Iraqi-born British Architect Dame Zaha Hadid, DBE passed away on 31st March 2016 in Miami, Florida. She was 65.
Earlier this year she became the first sole woman to receive the RIBA Royal Gold Medal at a ceremony in London.
Zaha Hadid Architects released the following statement:
“It is with great sadness that Zaha Hadid Architects have confirmed that Dame Zaha Hadid, DBE died suddenly in Miami in the early hours of this morning. She had contracted bronchitis earlier this week and suffered a sudden heart attack while being treated in hospital.
Zaha Hadid was widely regarded to be the greatest female architect in the world today. Born in Baghdad in 1950, she studied mathematics at the American University of Beirut before starting her architectural journey in 1972 at the Architectural Association in London.
By 1979 she had established her own practice in London – Zaha Hadid Architects – garnering a reputation across the world for her ground-breaking theoretical works including The Peak in Hong Kong (1983), the Kurfürstendamm in Berlin (1986) and the Cardiff Bay Opera House in Wales (1994).
Working with office partner Patrik Schumacher, her interest was in the interface between architecture, landscape, and geology; which her practice integrates with the use of innovative technologies often resulting in unexpected and dynamic architectural forms.
Zaha Hadid’s first major built commission, one that affirmed her international recognition, was the Vitra Fire Station in Weil Am Rhein, Germany (1993); subsequent notable projects including the MAXXI: Italian National Museum of 21st Century Arts in Rome (2009), the London Aquatics Centre for the 2012 Olympic Games (2011) and the Heydar Aliyev Centre in Baku (2013) illustrate her quest for complex, fluid space. Buildings such as the Rosenthal Center for Contemporary Art in Cincinnati (2003) and the Guangzhou Opera House in China (2010) have also been hailed as architecture that transforms our ideas of the future with visionary spatial concepts defined by advanced design, material and construction processes.

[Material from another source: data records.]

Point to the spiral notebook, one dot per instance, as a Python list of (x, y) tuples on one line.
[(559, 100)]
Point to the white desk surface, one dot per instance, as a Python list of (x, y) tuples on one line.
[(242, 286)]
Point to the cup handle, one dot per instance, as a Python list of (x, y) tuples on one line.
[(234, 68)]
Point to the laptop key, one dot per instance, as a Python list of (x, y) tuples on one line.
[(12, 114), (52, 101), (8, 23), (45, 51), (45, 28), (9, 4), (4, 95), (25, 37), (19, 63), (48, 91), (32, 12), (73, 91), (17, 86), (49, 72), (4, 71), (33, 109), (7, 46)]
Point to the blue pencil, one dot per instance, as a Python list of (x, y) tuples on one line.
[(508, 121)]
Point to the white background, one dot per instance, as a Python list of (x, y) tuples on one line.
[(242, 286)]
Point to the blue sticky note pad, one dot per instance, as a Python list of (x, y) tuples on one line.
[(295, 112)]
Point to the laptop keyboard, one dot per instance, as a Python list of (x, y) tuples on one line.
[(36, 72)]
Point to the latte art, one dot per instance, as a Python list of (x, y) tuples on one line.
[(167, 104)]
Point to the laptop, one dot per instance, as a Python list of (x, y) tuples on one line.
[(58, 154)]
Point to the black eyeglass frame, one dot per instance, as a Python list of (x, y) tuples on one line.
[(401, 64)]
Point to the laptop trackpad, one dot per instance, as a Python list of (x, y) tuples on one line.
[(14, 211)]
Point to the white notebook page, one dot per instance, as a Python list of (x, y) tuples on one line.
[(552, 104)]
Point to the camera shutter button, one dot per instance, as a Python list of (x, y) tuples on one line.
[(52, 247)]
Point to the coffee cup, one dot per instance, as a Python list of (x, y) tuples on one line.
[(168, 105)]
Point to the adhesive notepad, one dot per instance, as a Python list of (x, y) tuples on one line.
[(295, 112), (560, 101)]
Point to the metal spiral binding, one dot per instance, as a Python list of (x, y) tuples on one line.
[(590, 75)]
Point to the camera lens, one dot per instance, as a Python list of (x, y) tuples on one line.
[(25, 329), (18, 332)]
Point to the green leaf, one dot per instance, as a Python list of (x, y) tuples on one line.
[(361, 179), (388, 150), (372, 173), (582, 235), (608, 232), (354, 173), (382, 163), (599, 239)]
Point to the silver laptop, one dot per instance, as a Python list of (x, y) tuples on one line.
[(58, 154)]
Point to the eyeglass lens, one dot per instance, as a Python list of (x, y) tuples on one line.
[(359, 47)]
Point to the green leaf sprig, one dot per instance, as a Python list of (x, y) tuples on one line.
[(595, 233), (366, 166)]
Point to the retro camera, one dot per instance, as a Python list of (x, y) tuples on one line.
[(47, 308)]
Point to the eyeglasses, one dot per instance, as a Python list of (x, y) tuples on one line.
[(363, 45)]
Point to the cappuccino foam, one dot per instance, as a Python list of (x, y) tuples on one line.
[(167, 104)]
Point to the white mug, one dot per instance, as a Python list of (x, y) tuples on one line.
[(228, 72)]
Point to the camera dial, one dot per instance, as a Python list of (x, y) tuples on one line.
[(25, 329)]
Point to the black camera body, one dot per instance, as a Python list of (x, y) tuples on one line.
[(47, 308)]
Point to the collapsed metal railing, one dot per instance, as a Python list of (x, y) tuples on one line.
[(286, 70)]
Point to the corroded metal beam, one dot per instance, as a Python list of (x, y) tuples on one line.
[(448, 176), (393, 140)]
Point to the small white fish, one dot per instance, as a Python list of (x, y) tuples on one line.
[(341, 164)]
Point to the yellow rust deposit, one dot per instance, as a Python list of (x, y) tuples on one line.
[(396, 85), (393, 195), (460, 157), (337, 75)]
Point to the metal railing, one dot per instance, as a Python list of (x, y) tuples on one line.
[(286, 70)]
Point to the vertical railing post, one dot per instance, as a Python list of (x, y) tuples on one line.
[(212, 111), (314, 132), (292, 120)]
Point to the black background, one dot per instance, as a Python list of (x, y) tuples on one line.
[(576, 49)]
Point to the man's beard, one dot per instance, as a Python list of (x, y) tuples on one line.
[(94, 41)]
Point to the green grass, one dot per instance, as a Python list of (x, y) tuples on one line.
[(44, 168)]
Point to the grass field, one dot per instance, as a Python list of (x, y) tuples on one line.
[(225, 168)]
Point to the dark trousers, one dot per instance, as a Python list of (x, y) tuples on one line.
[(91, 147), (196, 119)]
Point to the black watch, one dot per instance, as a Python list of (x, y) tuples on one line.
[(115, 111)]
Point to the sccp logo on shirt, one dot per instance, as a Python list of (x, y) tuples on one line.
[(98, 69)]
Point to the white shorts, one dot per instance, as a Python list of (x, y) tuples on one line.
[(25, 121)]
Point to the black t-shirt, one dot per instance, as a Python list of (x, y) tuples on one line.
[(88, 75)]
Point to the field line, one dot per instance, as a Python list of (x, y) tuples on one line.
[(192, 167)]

In 2004, Zaha Hadid became the first woman to be awarded the Pritzker Architecture Prize. She twice won the UK’s most prestigious architecture award, the RIBA Stirling Prize: in 2010 for the MAXXI Museum in Rome, a building for the staging of 21st century art, the distillation of years of experimentation, a mature piece of architecture conveying a calmness that belies the complexities of its form and organisation; and the Evelyn Grace Academy, a unique design, expertly inserted into an extremely tight site, that shows the students, staff and local residents they are valued and celebrates the school’s specialism throughout its fabric, with views of student participation at every turn.
Zaha Hadid’s other awards included the Republic of France’s Commandeur de l’Ordre des Arts et des Lettres, Japan’s Praemium Imperiale and in 2012, Zaha Hadid was made a Dame Commander of the Order of the British Empire. She was made Honorary Member of the American Academy of Arts and Letters and Fellow of the American Institute of Architecture.
She held various academic roles including the Kenzo Tange Chair at the Graduate School of Design, Harvard University; the Sullivan Chair at the University of Illinois, School of Architecture. Hadid also taught studios at Columbia University, Yale University and the University of Applied Arts in Vienna.”
Abraxas Lifestyle has a close association with Zaha Hadid Architects and has featured multiple projects by the firm – most recently an extensive look at what would have been the New National Stadium of Japan for the Tokyo Olympics in 2020. One of her most recently completed projects – Messner Mountain Museum, Corones – graced the cover of the September 2015 issue. Zaha Hadid also designed home accessories – which were as iconic and futuristic as her architectural marvels.
In tribute to the greatest female architect in the world, Abraxas Lifestyle takes a look back at the projects featured in the magazine over the years…
Serpentine Sackler Gallery (June 2014)
Situated at a five minute walk from the original Serpentine Gallery, the Serpentine Sackler Gallery brought the 1805 Grade II listed former gunpowder store into public use for the first time in its 208 year history. Instrumental to the transformation into a public art gallery was the decision to reinstate the historic arrangement of The Magazine building as a free standing pavilion within an enclosure, whereby the former courtyards would be covered and become internal exhibition spaces. In order to reveal the original spaces, all non-historic partition walls were removed. The flat gauged arches over the entrances were reinstated whilst the historic timber gantry crane was maintained.